Die Digitalisierung ermöglicht es Unternehmen, neue Geschäftsmodelle zu entwickeln und neue Marktsegmente vorzudringen. Vor diesem Hintergrund referieren Experten auf dem IT2Industry-Event unter anderem über das Arbeiten in der Industrie 4.0 und erläutern den Ansatz "ITandENERGY", der als Schlüsselfaktor für den effizienten Einsatz von Energiemanagement-Systemen gilt.

Kreative Energie: Mehr als bloße Effizienz
Im Rahmen der Podiumsdiskussion "ITandENERGY - Digital, Effizient, Nachhaltig" erläutert Dr. Geyer, weshalb es gefährlich ist, Digitalisierung eindimensional als Wegbereiter zu mehr Effizienz anzusehen. Wer sich nur darauf konzentriert, bestehende Lösungen effizienter zu machen, und nicht bereit ist, auch den Status quo zu hinterfragen, verpasst vielleicht die Entwicklung zukunftsfähiger Technologien bzw. Lösungen. Auf der Strecke bleiben Innovationskraft und Verbesserung der Wettbewerbsfähigkeit. Digitalisierung bedeutet nicht nur, Technologien zu vernetzen, sondern mehr Kundennutzen und damit neue Chancen für die Unternehmen zu kreieren. Auch wenn Innovationen in der Regel anfangs nicht effizient sind - was nutzt es z. B. auf lange Sicht, wenn Verbrennungsmotoren immer effizienter hergestellt werden und immer weniger Sprit verbrauchen, dann aber durch Elektromotoren vom Markt verdrängt werden? Es geht in erster Linie nicht nur darum, "Dinge richtig zu tun", sondern vor allem darum, "die richtigen Dinge" zu tun.
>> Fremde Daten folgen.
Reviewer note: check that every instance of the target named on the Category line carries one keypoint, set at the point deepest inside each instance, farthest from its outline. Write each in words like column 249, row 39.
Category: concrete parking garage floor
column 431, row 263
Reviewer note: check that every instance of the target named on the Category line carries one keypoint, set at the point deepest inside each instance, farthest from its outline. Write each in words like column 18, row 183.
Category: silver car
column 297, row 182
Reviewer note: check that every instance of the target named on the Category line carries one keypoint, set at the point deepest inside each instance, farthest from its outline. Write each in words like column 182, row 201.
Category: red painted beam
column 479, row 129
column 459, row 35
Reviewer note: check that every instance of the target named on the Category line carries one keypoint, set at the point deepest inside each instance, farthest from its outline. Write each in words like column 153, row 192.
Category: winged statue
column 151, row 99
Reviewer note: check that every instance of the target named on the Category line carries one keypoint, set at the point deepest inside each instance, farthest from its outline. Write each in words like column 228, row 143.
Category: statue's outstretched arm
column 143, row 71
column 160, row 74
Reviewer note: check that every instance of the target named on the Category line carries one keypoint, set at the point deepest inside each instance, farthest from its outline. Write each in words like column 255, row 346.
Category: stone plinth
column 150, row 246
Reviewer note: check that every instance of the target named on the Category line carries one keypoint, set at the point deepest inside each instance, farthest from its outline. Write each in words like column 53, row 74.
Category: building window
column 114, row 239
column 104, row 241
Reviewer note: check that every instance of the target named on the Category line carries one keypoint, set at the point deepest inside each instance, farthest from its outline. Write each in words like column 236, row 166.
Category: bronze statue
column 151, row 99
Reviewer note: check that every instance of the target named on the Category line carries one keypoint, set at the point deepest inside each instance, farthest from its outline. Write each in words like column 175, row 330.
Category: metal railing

Die Keynotes starten unter anderem mit Beiträgen von Dr. Georg Lidl, Geschäftsführer KME - Kompetenzzentrum Mittelstand GmbH, Gerhard Tannert, Geschäftsführer der SBM GmbH und Julia Csomor, career(me), Bildungswerk der Bayerischen Wirtschaft (bbw) gGmbH. Unter den weiteren Referenten sind auch Bodo Körber, Managing Director bei Accenture GmbH, Prof. Jürgen Kletti, Geschäftsführer MPDV Mikrolab GmbH und Martin Schweitzer, Geschäftsführer der PROCON DATA Datenverarbeitung GmbH. Zu guter Letzt steht Networking von Start-up-Unternehmen mit Industrievertretern auf dem Programm.

Der Kongress beginnt am Dienstag, 10. November, 9.00 Uhr, in der Messe München, Halle 3B, Stand B3.165. Die Podiumsdiskussion "ITandENERGY" findet am Donnerstag, 12. November von 16.00 bis 17.00 Uhr statt. Das Gesamtprogramm endet am Freitag, 13. November, um 18.00 Uhr.

Weitere Informationen zum Programm und zur Anmeldung sind hier verfügbar:

www.business-partnering.com/events/businesspartnering-area/productronica/it2industry-2015/

Codes für den Bezug von kostenlosen Eintrittskarten zur productronica erhalten Sie über die bayme vbm, Ansprechpartnerin ist Frau Jacqueline Scholl (jacqueline.scholl@baymevbm.de).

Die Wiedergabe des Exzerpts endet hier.